快楽を呼ぶ悪魔 | ナノ

快楽を呼ぶ悪魔

03


――……


「親父……」


あるマンションの一室で、紳は天を仰いで呟いた。


「シンか」


その瞬間、急に電気が付いているはずの室内が暗くなって、紳の目の前に竜巻のようなものが起こる。
まばたきをした刹那、竜巻の中心部に、人影のようなものが浮かびあがった。





「魔力が、低下しているようだな」


竜巻の中の人影が、不機嫌そうにつぶやく。


「ああ……。人間の姿にならなくても……力が、使えなくなっている」

「ふん。自業自得だ」


人影は、見下したように言いきった。


「懲りたら、早く戻って来い」


ため息交じりに、人影が呟く。


紳は、首を横に振った。


「まだ、帰れない」

「……なんだと?」

「見届けたいものがある。それまでは、帰らない」

「ふざけるな!」


人影が吠えた。
紳は、竜巻の中を睨みつける。


「そのまま下界に居てみろ!お前の魔力は枯れ果てて、人間の体と同化することになるぞ!」


紳が、ぐっと息をのんだ。
もう、そんなところまで魔力が落ちていたのか……。


「下界の時間で、10日だ。10日したら、お前を強制的に連れ帰る」

「10日……」


あまりに、短い。
もっと……あずみの傍にいたい。





「いやだと……言ったら?」

「貴様ごと、人間界を滅ぼす。
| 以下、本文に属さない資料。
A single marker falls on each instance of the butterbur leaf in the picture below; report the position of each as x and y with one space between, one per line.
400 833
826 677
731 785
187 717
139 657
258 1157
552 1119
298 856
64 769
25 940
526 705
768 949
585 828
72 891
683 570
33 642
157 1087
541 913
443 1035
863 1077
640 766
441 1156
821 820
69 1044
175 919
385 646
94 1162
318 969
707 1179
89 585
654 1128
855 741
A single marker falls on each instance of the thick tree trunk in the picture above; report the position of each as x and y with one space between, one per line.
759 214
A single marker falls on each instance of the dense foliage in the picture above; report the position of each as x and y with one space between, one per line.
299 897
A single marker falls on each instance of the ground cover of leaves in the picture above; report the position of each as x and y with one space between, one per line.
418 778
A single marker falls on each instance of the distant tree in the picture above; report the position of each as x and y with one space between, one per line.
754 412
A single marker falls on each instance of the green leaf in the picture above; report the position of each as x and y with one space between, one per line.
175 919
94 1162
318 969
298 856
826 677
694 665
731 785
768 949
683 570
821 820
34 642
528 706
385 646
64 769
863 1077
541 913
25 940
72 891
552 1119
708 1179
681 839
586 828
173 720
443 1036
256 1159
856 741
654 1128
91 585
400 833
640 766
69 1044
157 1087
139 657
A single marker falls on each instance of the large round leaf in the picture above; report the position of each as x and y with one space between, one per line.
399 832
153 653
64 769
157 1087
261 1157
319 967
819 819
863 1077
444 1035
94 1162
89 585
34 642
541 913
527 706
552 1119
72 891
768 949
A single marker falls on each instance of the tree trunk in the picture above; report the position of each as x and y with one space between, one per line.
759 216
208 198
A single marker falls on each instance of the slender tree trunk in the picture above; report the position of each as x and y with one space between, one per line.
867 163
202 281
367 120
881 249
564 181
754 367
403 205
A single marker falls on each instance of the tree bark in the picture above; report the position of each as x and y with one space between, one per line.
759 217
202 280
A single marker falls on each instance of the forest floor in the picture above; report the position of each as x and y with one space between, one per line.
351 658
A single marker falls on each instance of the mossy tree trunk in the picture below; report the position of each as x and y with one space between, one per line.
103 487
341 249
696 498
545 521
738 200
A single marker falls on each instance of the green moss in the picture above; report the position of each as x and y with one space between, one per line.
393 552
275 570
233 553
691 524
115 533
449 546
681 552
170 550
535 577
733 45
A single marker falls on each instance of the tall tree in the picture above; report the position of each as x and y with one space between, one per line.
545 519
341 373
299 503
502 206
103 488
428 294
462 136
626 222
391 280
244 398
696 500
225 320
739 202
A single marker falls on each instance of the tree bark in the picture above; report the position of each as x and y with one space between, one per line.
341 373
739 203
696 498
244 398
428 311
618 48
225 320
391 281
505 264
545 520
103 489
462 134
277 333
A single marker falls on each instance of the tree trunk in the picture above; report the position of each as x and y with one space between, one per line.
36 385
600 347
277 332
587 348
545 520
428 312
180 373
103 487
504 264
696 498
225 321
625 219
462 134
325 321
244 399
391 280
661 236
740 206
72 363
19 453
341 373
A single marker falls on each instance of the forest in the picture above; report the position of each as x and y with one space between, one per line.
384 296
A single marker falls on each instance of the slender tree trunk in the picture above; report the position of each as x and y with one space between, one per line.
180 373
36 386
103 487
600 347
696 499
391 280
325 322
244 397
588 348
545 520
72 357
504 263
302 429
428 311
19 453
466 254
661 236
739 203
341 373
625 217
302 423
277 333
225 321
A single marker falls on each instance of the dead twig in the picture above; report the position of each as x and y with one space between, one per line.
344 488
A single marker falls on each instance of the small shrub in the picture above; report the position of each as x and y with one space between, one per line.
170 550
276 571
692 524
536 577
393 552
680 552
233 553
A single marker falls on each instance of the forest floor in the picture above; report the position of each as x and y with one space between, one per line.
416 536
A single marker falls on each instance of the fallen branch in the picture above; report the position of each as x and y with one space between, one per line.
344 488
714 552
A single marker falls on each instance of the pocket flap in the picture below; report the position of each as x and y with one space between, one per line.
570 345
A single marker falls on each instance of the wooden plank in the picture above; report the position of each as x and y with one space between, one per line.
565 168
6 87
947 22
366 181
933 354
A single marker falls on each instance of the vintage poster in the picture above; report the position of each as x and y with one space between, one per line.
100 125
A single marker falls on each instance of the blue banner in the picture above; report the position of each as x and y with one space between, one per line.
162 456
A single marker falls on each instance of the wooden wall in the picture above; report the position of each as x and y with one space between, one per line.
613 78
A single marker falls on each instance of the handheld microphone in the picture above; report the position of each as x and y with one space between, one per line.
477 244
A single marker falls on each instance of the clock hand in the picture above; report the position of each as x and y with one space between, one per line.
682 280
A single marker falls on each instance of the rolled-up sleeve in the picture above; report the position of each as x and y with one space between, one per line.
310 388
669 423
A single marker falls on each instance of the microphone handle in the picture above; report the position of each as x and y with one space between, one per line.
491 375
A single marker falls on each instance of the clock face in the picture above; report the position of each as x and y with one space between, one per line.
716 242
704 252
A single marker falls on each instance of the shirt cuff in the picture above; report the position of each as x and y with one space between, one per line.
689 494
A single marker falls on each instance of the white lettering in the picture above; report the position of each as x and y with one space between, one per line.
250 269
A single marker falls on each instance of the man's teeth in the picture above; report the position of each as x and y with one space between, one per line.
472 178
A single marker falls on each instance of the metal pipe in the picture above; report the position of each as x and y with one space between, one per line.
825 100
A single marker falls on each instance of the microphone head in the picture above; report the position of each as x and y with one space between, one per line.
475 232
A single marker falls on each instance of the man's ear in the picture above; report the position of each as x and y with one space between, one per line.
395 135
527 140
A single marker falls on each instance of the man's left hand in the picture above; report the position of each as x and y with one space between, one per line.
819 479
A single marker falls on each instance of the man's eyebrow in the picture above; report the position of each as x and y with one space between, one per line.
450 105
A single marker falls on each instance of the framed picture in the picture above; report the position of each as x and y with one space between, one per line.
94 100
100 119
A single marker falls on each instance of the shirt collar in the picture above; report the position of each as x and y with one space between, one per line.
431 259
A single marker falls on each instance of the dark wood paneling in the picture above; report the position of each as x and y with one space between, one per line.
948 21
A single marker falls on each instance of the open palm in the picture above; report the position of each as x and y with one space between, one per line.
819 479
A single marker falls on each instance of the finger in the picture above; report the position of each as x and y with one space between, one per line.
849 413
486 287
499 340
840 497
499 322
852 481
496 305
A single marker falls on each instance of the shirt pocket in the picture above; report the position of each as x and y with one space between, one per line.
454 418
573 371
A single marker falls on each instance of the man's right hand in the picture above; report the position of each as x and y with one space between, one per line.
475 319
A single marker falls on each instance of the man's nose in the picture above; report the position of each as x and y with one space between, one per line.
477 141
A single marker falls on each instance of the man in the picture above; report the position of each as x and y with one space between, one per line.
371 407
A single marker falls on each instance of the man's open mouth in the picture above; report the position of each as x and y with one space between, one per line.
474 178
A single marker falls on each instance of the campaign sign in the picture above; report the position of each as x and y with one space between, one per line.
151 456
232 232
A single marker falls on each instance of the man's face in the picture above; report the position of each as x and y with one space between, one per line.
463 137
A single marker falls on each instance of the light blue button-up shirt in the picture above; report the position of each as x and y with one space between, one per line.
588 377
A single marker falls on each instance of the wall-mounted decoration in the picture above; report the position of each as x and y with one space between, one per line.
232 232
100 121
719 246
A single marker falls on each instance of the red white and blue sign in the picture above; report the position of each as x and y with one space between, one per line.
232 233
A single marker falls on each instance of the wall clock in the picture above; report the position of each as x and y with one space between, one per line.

……いいか。お前は魔界の王となる身だ。本来、10日の猶予も与えぬところだ」

「わかってる……」





と、紳の手の甲に、【10】という文字が浮かび上がる。


「カウントが終わるまでに戻って来い。……最後の譲歩だ」


人影がそこまで言い切ったところで、ぶわっと風が起こり……竜巻が消えた。





「あと……10日」





紳は、自らの手の甲を見つめて呟いた。